Raquelsantos compared this to the tariffs on Philippine-sourced products. “If they import from the Philippines, where we enjoy GSP (General Scheme of Preference), they practically pay zero tariff. I heard that Thailand is already graduating from their previous GSP to the United States, so now they will be subject to relative tariff and customs duties, which now makes our locally manufactured parts more competitive, especially in comparison with China-made parts,” he said.
PPMA had been planning the trade mission since mid-2019. Raquelsantos added that this was due to inquiries from the United States and even some North American companies operating in China that have “already visited us in the Philippines and scouting for some joint ventures or technical agreements to produce their parts in the Philippines”.
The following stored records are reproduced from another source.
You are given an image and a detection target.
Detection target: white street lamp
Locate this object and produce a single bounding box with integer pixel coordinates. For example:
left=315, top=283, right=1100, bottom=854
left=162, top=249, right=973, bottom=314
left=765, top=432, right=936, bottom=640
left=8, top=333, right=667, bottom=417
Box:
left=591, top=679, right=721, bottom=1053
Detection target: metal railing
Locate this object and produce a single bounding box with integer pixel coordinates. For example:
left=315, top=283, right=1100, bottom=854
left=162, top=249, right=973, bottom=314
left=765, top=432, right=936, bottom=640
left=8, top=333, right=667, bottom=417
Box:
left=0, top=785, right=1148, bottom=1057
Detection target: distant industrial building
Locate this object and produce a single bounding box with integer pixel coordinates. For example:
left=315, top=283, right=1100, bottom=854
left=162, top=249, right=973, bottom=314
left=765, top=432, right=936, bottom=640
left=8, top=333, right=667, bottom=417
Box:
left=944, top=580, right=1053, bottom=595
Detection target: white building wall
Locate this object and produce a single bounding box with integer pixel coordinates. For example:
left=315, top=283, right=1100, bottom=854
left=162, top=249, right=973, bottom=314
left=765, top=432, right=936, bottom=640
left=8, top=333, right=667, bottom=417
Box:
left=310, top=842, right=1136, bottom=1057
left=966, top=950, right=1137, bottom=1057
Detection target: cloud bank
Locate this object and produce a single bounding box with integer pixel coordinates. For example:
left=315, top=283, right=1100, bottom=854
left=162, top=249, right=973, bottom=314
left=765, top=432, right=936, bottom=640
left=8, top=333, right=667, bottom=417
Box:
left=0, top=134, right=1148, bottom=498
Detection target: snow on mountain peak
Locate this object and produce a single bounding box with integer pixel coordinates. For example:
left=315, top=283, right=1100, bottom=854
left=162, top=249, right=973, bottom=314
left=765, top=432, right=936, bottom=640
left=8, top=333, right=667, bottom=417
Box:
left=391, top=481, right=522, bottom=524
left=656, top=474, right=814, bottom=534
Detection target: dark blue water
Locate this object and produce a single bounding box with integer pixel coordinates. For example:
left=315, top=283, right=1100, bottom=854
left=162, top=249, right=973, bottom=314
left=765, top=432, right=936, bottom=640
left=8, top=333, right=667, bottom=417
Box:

It was only last January that the group decided to push through when the Department of Trade and Industry (DTI) organized a formal trade mission to New York along with members of other manufacturing industries.
“However, due to the Covid-2019 outbreak, government representatives were advised to cancel foreign trips. Our association decided to push through with our trip. Trade representatives in the Philippine embassy in the United States continued to coordinate and hook us up with prospective clients, not only in New York but also in Pennsylvania and Los Angeles. Moreover, while Thailand and Vietnam were reeling from the outbreak, we strategically went ahead with this roadshow,” narrated Raquelsantos.
He revealed that the PPMA has been looking at the European auto market as well.
“Should the Covid-19 continue and paralyze production output from China, then re-sourcing is the next option. This is where we, the PPMA, wish to be involved. For other specific parts not available in the Philippines, these parts can still be sourced from other countries but will obviously be more expensive than what the previous prices of China-made products can sell,” said Raquelsantos.